Europa spielt ein doppeltes Spiel: einerseits wird die Erfüllung demokratischer Standarts als Voraussetzung für die Aufnahme der Türkei in die EU gefordert, andererseits wird versucht, die kurdische Bewegung als die treibende Kraft in der Demokratisierung der Türkei als terroristisch zu brandmarken. Diese Politik ist nichts neues. Das Abkommen von Lausanne, das 1923 auf Betreiben Europas zur Leugnung der kurdischen Identität in der neugegründeten türkischen Republik führte, die aktive Unterstützung Europas und insbesondere Deutschlands der türkischen Seite im Krieg sowie der internationale Komplott, als dessen Resultat der damalige PKK- und heutige KADEK-Vorsitzende Abdullah Öcalan in die Türkei verschleppt wurde, nachdem ihm in Europa alle Türen verschlossen blieben, all diese Fakten belegen, dass Europa zwar Demokratie und Menschenrechte predigt, für seine eigenen wirtschaftlichen und politischen Profite jedoch jederzeit bereit ist, die eigenen Wertmaßstäbe mit Füßen zu treten.

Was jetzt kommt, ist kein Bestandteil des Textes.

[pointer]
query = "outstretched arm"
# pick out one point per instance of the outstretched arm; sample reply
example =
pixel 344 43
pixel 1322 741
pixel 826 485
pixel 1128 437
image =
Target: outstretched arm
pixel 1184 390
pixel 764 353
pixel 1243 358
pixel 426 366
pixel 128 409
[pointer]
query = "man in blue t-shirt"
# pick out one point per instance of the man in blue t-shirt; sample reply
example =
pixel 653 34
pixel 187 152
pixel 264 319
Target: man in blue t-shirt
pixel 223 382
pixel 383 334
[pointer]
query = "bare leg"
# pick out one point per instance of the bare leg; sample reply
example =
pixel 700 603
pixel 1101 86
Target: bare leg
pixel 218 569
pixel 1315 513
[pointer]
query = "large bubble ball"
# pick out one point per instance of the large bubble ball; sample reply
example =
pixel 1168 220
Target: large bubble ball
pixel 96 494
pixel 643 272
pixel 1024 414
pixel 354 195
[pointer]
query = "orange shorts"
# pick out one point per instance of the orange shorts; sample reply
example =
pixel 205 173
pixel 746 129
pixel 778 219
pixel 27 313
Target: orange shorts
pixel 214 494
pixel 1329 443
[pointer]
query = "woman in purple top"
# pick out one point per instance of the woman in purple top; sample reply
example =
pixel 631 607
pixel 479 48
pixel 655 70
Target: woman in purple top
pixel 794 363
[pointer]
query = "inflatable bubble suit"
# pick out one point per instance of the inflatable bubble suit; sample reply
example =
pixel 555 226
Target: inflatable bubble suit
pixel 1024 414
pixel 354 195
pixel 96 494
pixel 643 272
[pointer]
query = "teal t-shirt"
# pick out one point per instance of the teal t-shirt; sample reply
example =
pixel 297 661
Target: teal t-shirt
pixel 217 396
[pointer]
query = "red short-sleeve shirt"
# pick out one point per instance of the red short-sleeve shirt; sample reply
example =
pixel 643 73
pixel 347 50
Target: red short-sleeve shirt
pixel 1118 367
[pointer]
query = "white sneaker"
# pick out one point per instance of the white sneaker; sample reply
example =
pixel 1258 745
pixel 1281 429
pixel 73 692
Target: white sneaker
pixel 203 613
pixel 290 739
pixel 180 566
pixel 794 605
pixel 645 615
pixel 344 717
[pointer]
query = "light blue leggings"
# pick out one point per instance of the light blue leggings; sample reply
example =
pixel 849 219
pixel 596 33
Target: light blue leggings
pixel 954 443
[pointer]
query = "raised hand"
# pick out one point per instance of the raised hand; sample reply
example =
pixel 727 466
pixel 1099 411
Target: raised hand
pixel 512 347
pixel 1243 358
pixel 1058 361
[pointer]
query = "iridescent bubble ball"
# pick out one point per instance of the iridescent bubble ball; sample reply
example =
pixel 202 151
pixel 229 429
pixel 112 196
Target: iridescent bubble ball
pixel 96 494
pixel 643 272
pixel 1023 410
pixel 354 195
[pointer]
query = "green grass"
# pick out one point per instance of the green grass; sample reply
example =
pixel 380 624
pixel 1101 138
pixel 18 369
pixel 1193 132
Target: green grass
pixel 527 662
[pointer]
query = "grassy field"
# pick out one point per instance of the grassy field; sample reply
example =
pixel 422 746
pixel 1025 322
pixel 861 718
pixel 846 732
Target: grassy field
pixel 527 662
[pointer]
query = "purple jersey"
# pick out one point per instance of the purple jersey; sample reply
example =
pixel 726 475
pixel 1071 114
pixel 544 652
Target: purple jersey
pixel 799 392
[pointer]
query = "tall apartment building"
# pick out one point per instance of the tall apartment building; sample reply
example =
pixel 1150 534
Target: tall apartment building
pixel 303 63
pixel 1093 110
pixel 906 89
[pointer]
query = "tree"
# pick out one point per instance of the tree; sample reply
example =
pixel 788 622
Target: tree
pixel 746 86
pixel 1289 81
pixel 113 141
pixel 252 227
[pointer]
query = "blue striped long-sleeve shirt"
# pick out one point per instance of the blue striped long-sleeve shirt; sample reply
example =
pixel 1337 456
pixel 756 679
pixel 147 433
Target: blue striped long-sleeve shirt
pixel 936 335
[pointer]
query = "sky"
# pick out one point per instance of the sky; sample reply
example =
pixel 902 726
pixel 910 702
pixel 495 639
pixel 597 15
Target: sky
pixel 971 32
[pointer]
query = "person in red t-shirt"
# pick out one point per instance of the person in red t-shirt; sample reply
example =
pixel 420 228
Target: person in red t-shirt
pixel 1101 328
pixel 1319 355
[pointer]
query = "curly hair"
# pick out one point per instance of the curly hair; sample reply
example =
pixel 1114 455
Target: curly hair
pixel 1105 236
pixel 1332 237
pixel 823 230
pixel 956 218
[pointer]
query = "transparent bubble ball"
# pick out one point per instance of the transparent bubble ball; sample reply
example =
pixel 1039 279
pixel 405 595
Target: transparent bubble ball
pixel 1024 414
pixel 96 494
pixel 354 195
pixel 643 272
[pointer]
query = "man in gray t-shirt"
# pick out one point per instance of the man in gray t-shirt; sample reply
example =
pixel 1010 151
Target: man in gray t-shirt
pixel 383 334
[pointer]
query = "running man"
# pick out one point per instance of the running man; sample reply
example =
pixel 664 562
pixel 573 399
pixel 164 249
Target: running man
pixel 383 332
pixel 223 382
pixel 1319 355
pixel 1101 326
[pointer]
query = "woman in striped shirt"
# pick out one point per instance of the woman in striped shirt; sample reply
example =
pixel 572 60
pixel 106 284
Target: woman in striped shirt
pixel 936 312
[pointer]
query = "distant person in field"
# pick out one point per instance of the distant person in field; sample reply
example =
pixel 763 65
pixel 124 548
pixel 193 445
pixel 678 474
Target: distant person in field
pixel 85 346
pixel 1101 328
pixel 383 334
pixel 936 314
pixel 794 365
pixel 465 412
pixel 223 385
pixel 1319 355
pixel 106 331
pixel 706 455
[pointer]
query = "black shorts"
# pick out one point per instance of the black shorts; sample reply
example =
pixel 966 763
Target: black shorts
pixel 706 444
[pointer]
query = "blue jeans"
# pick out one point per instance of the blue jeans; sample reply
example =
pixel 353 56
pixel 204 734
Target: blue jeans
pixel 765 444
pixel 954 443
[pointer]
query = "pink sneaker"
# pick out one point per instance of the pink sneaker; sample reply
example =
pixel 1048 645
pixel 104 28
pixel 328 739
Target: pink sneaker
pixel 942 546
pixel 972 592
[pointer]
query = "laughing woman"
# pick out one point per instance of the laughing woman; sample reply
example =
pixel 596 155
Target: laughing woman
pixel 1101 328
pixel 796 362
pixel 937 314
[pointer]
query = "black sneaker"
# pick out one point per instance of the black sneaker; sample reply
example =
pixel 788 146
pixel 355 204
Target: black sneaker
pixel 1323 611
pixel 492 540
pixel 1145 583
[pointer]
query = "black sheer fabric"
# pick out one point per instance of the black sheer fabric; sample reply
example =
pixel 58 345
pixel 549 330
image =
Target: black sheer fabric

Wir fordern die in Deutschland lebenden Kurden und Kurdinnen dazu auf, mit friedlichen und demokratischen Methoden gegen die EU-Entscheidung, die PKK auf die "Terrorliste" aufzunehmen und damit das kurdische Volk als terroristisch zu brandmarken, zu protestieren. Desweiteren rufen wir alle auf der Seite von Frieden, Freiheit und Demokratie stehenden Menschen dazu auf, das kurdische Volk im Kampf für grundlegende Menschenrechte nicht allein zu lassen. Ein erneuter Ausbruch des Krieges wird nicht auf Kurdistan beschränkt bleiben, sondern bedeutet eine Bedrohung überall auf der Welt und insbesondere in Europa.

Unser Weg - Freiheit und Frieden!

Unsere Politik - demokratische Veränderung!

Unser Ziel - ein Leben in Würde und Gleichberechtigung!